Fsshion: Ways to keep your trainers looking box fresh for longer
Katie Wright asks the experts to share their best sneaker cleaning tips...
THERE'S something so delightful about buying new trainers – lifting the lid of the shoebox and parting the tissue paper to reveal a pristine pair of sneakers (and breathing in that distinctive aroma, of course).
What's not so enjoyable is when your fresh kicks rapidly turn from spotless to spoiled – especially during the colder months, when our footwear has to contend with mushy autumn leaves, muddy puddles, slush and snow.
But with the right care and cleaning, you can keep sneakers looking snazzy, whether they're bright white, jet black or multicoloured.
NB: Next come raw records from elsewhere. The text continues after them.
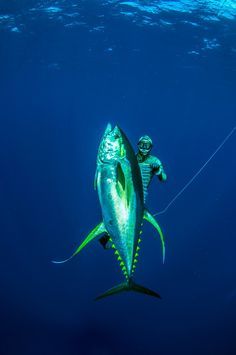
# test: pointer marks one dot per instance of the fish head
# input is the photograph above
(112, 145)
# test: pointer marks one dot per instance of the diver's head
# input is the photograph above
(145, 145)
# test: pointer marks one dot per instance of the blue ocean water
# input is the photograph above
(162, 68)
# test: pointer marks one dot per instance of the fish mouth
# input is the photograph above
(111, 146)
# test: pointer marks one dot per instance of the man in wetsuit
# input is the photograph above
(149, 166)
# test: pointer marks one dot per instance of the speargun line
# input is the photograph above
(197, 173)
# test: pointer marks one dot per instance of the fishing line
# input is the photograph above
(197, 173)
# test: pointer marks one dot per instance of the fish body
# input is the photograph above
(119, 185)
(120, 192)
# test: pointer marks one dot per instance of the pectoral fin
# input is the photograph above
(99, 229)
(147, 215)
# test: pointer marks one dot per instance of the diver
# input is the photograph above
(149, 166)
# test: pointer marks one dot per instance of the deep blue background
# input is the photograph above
(59, 88)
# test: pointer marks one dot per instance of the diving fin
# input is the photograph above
(128, 286)
(147, 215)
(100, 228)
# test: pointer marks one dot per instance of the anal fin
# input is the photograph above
(148, 217)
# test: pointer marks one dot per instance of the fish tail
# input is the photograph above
(130, 285)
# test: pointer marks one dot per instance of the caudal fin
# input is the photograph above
(128, 286)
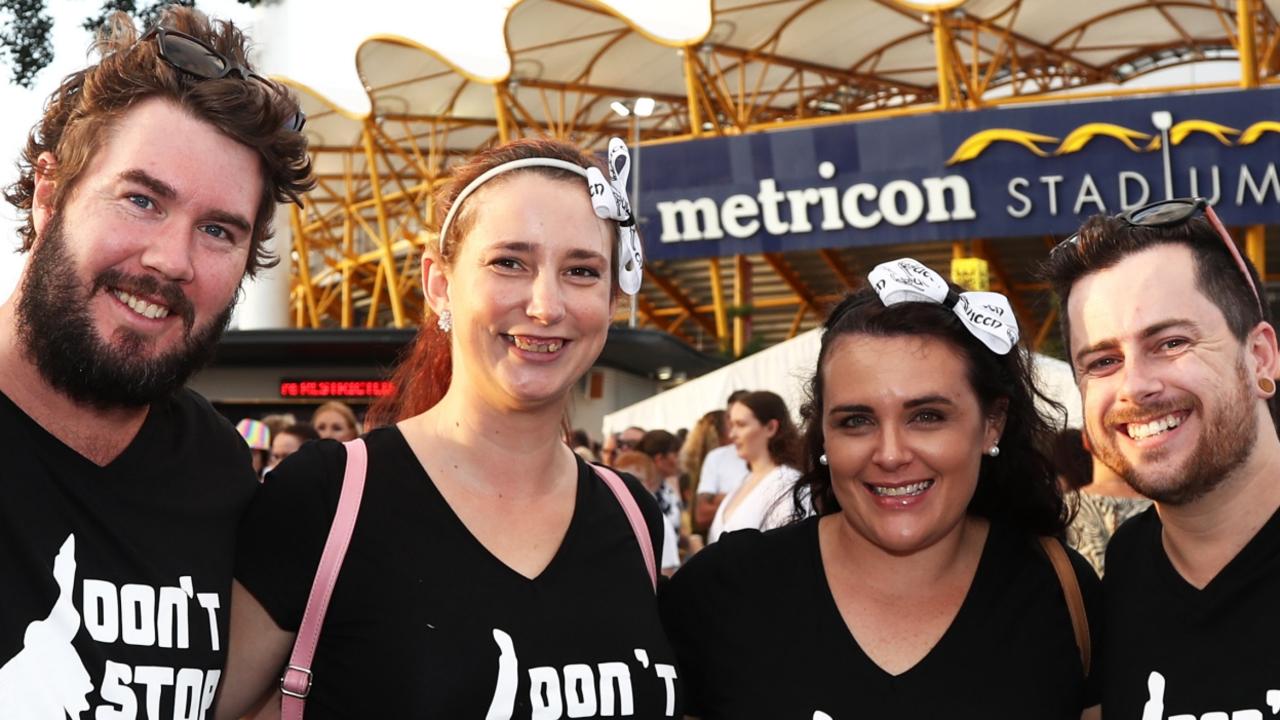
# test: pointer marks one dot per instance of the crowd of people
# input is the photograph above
(900, 554)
Here, experts share their top tips for looking after your trainers…
“Always spray your shoes with a shoe protector,” says Derek Morrison, general manager EMEA at sneaker specialists StockX (stockx.com).
Natasha Seal-Jones, cleaning expert from Cherry Blossom (cherryblossom.co.uk) agrees with the importance of a protector spray. By spritzing on the fabric an “invisible protective barrier is put in place, meaning liquid will run off your shoes instead of staining them”, she says.
STORE THEM SECURELY
If you want black or brightly coloured trainers to retain their vivid hue, Morrison advises: “Store them in a cool, dark place to avoid sun damage, and use shrink wrap [cling film] to keep dust and humidity away.”
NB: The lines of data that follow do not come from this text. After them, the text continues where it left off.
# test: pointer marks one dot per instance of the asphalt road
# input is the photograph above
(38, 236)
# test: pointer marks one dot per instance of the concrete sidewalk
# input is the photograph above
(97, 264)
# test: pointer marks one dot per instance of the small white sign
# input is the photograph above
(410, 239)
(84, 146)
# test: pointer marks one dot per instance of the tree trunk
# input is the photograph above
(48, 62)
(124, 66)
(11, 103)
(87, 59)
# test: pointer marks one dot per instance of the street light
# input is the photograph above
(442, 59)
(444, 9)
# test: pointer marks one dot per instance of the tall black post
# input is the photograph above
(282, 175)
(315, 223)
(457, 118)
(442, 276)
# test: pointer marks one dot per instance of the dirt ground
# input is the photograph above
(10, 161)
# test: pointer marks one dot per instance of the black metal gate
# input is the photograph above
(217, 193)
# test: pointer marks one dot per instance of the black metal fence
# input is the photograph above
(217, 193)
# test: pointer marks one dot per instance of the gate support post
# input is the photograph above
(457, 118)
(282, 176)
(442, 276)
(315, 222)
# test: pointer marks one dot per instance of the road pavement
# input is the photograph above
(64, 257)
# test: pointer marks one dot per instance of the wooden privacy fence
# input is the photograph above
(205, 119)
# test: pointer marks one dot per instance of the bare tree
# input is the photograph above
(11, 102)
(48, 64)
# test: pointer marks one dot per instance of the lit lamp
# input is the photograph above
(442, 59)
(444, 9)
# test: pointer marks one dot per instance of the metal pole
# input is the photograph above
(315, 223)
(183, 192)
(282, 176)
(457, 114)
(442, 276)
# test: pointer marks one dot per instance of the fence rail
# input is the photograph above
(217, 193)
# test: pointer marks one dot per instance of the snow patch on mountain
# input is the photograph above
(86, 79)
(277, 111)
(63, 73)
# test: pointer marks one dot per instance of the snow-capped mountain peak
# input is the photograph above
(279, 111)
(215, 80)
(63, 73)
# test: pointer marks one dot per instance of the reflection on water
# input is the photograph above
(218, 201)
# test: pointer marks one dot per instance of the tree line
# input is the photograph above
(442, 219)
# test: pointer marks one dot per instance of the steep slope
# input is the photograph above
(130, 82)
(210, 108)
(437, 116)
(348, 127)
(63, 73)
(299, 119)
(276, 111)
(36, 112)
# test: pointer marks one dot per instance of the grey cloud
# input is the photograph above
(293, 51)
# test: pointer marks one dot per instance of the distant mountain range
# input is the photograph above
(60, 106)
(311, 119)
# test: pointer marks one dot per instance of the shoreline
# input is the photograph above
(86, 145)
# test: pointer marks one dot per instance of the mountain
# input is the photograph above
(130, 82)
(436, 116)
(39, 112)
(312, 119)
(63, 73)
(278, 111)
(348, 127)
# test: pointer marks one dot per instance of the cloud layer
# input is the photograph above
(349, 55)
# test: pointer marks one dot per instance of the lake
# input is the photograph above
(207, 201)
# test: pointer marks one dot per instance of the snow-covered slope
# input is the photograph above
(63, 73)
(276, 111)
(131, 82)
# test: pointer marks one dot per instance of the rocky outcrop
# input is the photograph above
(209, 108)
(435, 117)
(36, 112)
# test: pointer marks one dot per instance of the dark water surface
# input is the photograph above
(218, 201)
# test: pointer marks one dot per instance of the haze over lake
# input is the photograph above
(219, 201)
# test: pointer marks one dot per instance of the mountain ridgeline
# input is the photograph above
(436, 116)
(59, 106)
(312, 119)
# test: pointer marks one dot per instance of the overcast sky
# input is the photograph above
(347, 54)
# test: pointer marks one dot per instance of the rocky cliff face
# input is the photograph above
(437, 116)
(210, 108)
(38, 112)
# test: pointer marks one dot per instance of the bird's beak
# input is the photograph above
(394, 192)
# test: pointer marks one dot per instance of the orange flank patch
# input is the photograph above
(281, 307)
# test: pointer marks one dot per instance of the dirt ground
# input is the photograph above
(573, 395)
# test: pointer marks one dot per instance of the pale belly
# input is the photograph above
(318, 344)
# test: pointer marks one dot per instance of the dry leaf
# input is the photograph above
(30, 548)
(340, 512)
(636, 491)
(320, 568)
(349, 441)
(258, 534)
POP THEM IN THE WASHING MACHINE
“If your shoes are made of fabric or canvas, you can put them in the washing machine on a quick, cold cycle at a low spin – I would recommend 30 degrees with a spin of 700 [RPM] or lower,” says Lisa Kay, founder of footwear brand Sole Bliss (solebliss.com).
Remove laces and pop them in a net washing bag to ensure they're thoroughly cleaned and don't get lost in the machine.
However, not all shoes can withstand a spin cycle. “If your trainers are made of leather or suede, you should avoid putting them in the washing machine,” suggests Kay.
TREAT STAINS SEPARATELY
If you step in something icky or suffer a sneaker spillage, time is of the essence.
“Acting fast to soak up the stain with kitchen paper or rinsing straight away will help,” says Seal-Jones. “The most important thing to avoid is letting the spillage or dirt sit on your footwear, as the longer you leave it, the more ingrained in the fibres it will get.”
Next, get to work with a stain remover that's suitable for the fabric. Kay says: “If you have any super tough stains, you should scrub them first with a stain remover or bicarbonate of soda.”
MAKE YOUR OWN CLEANING SOLUTION
To treat leather, Kay recommends: “Make your own by mixing two parts white vinegar with one part olive oil.”
Whether homemade or shop-bought, be careful before washing new shoes. “We always recommend patch-testing your cleaner at the back of the shoe before applying all over,” Kay adds.
TRY A WHITENER
White leather trainers like Adidas Stan Smiths or Veja Campos need special attention to keep them looking immaculate.
“Dish soap, baking soda, and diluted white vinegar are household items to have handy, but really, it's best to have a specialist shoe cleaner on hand,” says Seal-Jones.
“If the colour of your white leather has faded or even yellowed, then specialist shoe whiteners tend to be your best friend, because they add colour back onto the affected areas.”
BEWARE OF THE WEATHER
If you really want to avoid stains and discolouration, it's best to leave your favourite footwear at home when bad weather looms.
“Avoid wearing trainers you want to protect on rainy days,” says Morrison. “And make sure you have a couple on rotation that you're happy to wear instead.”